L’orchestre du capitole poursuit son parcours discographique à travers le répertoire russe sous la baguette inspirée de son chef titulaire, Tugan Sokhiev. Musique russe bien sûr, mais n’oublions pas que ces deux partitions ont été créées à Paris dans le cadre des saisons des Ballets Russes de Diaghilev et que les chefs et les orchestres français les ont particulièrement bien servis tout au long de ce siècle.

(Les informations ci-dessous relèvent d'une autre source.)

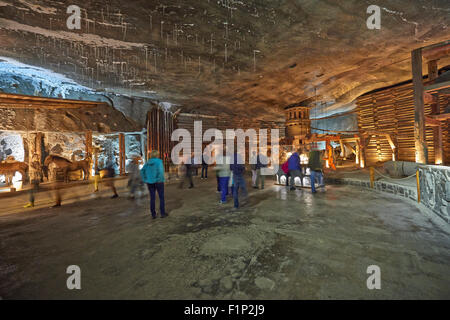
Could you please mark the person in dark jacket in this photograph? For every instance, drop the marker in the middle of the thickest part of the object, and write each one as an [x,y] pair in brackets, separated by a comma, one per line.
[295,169]
[153,175]
[190,167]
[238,169]
[316,166]
[260,164]
[204,167]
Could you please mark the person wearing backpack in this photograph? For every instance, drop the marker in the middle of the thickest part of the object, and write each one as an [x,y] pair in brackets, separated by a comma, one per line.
[260,164]
[238,169]
[223,173]
[315,164]
[295,169]
[153,175]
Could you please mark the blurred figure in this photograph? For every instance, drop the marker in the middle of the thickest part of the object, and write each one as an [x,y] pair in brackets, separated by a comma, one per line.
[253,161]
[295,169]
[285,169]
[315,165]
[261,161]
[205,160]
[153,175]
[111,173]
[238,169]
[223,173]
[134,181]
[189,164]
[35,173]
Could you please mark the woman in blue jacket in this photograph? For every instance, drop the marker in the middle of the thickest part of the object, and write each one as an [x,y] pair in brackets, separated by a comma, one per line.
[153,175]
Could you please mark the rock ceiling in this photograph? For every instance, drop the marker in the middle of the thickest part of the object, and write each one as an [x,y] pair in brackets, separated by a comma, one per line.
[241,57]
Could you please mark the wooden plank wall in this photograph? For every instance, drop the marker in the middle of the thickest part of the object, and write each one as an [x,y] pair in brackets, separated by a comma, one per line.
[392,111]
[186,121]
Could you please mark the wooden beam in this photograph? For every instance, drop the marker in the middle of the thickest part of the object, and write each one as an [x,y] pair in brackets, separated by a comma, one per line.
[15,101]
[419,113]
[440,117]
[122,153]
[431,122]
[432,70]
[436,87]
[350,147]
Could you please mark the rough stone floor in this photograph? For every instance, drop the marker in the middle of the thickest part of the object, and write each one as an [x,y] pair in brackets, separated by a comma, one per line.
[280,245]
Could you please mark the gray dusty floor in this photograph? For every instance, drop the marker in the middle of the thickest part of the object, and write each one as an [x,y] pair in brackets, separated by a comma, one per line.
[280,245]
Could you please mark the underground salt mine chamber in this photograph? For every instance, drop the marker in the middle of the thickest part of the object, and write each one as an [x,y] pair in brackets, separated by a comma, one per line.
[224,151]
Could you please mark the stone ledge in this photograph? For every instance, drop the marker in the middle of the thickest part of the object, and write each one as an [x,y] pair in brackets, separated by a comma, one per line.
[410,193]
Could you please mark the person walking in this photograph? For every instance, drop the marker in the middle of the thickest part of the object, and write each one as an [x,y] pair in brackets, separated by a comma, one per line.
[261,162]
[285,169]
[238,169]
[134,181]
[188,172]
[315,165]
[204,166]
[223,173]
[253,162]
[153,175]
[295,169]
[35,172]
[110,174]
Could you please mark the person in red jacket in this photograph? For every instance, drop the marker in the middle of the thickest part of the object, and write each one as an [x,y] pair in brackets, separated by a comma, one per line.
[285,168]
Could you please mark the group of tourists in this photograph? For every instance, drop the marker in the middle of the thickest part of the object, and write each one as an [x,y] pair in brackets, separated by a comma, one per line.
[292,168]
[230,175]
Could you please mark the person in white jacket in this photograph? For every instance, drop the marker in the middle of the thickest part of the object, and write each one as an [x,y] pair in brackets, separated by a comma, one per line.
[223,173]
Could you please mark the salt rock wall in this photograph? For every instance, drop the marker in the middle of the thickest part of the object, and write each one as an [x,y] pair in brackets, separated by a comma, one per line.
[66,145]
[108,151]
[11,144]
[344,123]
[435,189]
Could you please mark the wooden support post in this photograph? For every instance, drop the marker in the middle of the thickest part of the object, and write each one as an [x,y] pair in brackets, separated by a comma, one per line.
[88,143]
[364,143]
[372,177]
[342,149]
[149,133]
[432,70]
[418,185]
[88,152]
[435,110]
[38,145]
[122,153]
[419,114]
[97,173]
[393,147]
[143,147]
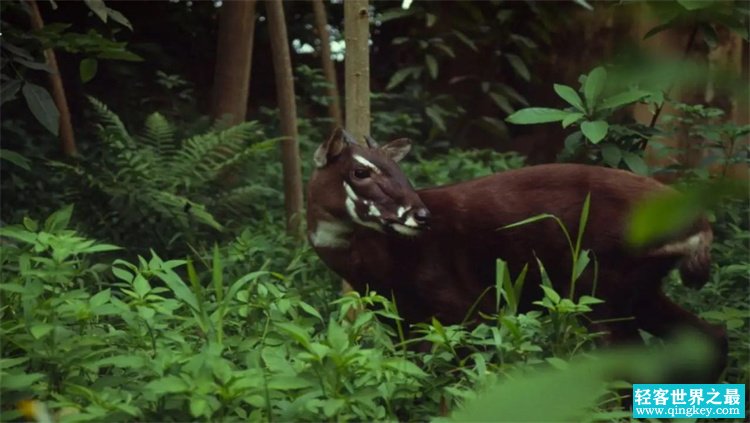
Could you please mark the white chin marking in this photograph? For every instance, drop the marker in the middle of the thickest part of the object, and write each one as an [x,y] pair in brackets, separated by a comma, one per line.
[331,235]
[366,163]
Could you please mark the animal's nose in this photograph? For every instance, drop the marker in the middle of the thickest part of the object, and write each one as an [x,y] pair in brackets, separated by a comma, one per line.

Et l’éditeur nous gâte puisqu’il nous offre deux versions, une au disque et l’autre en vidéo (concert du 17 septembre 2011 clôturant les séances d’enregistrement), filmée par les caméras de la chaîne Mezzo, de cette œuvre phare de la musique du xxe siècle qu’est Le Sacre du Printemps. À l’origine d’un des plus grands scandales de l’histoire de la musique, sa création fut un choc ressenti comme l’attentat d’un anarchiste du rythme, faisant voler en éclats les symétries et les équilibres. Debussy lui-même parlait de « musique de sauvage avec tout le confort moderne ».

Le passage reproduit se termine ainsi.